Joe Orton's dark farce takes place on the day of Mrs McLeavy's funeral. Her nurse, Mrs McMahon (Sinead Matthews), is a devout Catholic but her motives are more financial. Hal McLeavy (Sam Frenchum) and his friend Dennis (Calvin Demba) also have their own motives for being interested in the funeral - the bank next door to the funeral parlour (where Dennis works) has been robbed. Throw in a straight-laced and gullible widower (Ian Redford) and a suspicious but unscrupulous copper (Christopher Fulford) and you've got a play of scheming, manipulation, dodging and evasion.

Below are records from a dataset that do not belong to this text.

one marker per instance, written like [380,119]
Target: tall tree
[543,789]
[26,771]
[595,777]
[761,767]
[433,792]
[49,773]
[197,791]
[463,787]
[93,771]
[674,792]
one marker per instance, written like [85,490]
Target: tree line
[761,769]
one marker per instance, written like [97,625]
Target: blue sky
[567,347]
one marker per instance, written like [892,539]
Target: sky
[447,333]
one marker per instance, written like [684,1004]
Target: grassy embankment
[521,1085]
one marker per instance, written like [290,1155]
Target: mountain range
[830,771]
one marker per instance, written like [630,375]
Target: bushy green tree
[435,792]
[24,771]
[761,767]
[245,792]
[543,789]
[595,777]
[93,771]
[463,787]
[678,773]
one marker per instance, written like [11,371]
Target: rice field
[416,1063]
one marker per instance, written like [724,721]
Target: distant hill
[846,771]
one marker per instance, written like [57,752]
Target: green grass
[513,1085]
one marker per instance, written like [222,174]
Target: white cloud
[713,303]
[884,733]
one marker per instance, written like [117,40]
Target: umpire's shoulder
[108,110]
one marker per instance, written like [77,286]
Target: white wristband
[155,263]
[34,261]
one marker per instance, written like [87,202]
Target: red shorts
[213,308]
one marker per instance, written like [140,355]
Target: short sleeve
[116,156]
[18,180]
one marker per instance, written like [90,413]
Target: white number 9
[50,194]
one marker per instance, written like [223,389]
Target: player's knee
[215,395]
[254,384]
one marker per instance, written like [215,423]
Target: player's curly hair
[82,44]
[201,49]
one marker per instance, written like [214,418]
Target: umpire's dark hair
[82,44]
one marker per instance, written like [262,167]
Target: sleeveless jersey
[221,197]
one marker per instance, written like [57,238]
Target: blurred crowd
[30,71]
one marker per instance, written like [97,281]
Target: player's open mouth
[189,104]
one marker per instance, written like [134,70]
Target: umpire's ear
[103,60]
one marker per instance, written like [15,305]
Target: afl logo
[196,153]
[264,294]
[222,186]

There is great farcical comedy here as a game of cat and mouse ensues with Mr McLeavy a pawn in the middle. It is brilliantly executed but for the fact that Mrs McLeavy's body does come in for quite a bit of manhandling which is where the seat squirming comes in. It's a personal thing and I'm sure doesn't bother everyone in the same way, but I find it hard laughing when an old lady's body (remember this isn't a dummy) is being stripped and then stuffed unceremoniously into a cupboard. Full marks to Anah Rudin who plays the corpse though (she got a cheer at the curtain call).

Putting all that to one side, what really makes this play is something beyond the surface laughter, something that is deeper, darker and satirical. We laugh at how the policeman tricks and manipulates but it is really a corruption of power and trust. I didn't think I would be drawing parallels with Oscar-buzz film Detroit while I was watching it but I was - I'd seen the film, which is based on true events about a police raid on a motel during riots in the late 1960s, just a couple of days before.

In a similar vein, Mrs McMahon shields her true face behind a veil of religious respectability - she is superbly played by Sinead Matthew's, so quick and smart she's almost admirable.

There is plenty to enjoy and think about in Loot and lots of laughs, corpse man-handling aside, I'm giving it five stars. Catch it at the Park Theatre until September 24. It's two hours including an interval.